OC supervisors approve more immigrant detention beds for ICE

Members of the Orange County supervisors have approved a plan to rent more immigration detainee beds at the Theo Lacy Facility to U.S. Immigration and Customs Enforcement.
Members of the Orange County supervisors have approved a plan to rent more immigration detainee beds at the Theo Lacy Facility to U.S. Immigration and Customs Enforcement. via Flickr

Orange County supervisors unanimously approved a plan Tuesday to rent an additional 120 detention beds at the Theo Lacy Facility to immigration officials that will provide up to $5 million more in revenue to the county.

The move allows the county to earn more from U.S. Immigration and Customs Enforcement for housing immigrant detainees. Speakers protested the plan during the supervisors' meeting and urged it be voted down.

The Rev.

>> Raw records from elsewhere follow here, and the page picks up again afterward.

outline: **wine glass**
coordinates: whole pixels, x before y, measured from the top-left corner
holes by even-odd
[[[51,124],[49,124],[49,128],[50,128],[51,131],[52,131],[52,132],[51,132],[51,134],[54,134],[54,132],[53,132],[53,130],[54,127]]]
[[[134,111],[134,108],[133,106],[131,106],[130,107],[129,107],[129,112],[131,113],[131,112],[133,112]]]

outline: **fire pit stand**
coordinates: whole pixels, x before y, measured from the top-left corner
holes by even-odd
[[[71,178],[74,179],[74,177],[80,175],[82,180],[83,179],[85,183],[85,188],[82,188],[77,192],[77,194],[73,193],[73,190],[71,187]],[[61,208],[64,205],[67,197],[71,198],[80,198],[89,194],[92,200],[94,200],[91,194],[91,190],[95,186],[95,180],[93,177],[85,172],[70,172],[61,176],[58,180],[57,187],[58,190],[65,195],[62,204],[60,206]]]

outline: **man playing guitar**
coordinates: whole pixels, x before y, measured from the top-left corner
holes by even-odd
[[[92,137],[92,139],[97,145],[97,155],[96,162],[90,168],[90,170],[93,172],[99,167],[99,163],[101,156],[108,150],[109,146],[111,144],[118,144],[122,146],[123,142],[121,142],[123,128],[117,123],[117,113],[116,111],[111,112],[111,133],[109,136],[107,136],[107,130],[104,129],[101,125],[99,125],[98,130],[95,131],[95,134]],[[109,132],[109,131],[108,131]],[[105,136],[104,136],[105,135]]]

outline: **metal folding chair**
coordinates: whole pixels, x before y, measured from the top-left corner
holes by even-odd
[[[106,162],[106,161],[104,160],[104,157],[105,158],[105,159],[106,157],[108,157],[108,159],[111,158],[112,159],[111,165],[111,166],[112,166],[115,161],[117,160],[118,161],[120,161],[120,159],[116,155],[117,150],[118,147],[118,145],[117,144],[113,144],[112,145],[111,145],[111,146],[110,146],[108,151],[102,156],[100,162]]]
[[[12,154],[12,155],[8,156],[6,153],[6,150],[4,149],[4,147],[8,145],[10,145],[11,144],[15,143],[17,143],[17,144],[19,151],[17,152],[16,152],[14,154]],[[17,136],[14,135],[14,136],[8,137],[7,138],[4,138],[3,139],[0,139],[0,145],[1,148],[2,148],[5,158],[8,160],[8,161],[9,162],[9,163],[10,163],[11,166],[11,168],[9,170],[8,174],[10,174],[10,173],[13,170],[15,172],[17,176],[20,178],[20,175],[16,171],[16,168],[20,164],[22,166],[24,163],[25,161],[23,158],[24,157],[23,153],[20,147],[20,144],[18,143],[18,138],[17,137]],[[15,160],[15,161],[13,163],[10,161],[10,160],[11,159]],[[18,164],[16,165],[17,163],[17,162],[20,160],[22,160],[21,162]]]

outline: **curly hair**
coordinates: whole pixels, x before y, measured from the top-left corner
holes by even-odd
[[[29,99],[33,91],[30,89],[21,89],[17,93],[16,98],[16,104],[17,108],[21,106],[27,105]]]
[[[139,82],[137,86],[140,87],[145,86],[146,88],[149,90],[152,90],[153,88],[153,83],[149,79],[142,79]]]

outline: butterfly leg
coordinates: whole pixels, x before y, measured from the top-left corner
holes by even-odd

Kent Doss, a Unitarian minister from Lake Forest, was among the opponents speaking on the proposal.

"Paying for county services by incarcerating people is shameful," Doss said. "Seeing dollar signs instead of human beings is shameful."  

Several people in the crowd shouted "Shame!" after the supervisors approved renting out the additional detention beds.

Renting out additional beds brings in funds that will help the Orange County Sheriff's Department cover shortfalls and provide services, a department spokesman, Lt. Lane Lagaret, told KPCC.

"We have budget shortfalls every year in the millions of dollars," he said. "It is basically going to help our general fund, to help run our department."

According to Lagaret, the county currently rents out 838 detainee beds at the Theo Lacy Facility and another 277 at the James A. Musick Facility in Irvine. He said the county is reimbursed at a rate of $118 per bed per day, with the county receiving about $94 of that amount. The rest goes to pay for medical care.

The expansion approved Tuesday will increase ICE detention space at Theo Lacy to about 960 beds, Lagaret said. The additional bed space will generate about $5 million a year for the department if the space is maxed out.

ICE had approached the department about obtaining more detention space, Lagaret said.

U.S. Immigration and Customs Enforcement is losing local detention beds after ending its contract with the city of Santa Ana, where it rented space in the city jail.  In late February, ICE sent a notice to Santa Ana city officials that it intended to end the contract after the city took steps to help residents facing deportation, including adoption of a "sanctuary city" ordinance.

In an emailed statement, ICE officials told KPCC that "the termination of our detention contract with the Santa Ana City Jail, which becomes final May 24, reduces the number of beds available to ICE locally and, as such, the agency is continuing to consider its detention options."

Orange County began renting vacant jail cells to ICE in 2010, hoping to ease the county's  budget shortfall. But the contracts have come under fire, especially recently with stepped up enforcement of immigration laws.

Earlier this year, Homeland Security's Office of Inspector General reported that federal inspectors found a host of problems at the Theo Lacy Facility after a surprise visit in November. Among the issues cited were spoiled lunch meat, moldy shower stalls, broken telephones, and immigrants with low-level or no criminal records housed with serious offenders.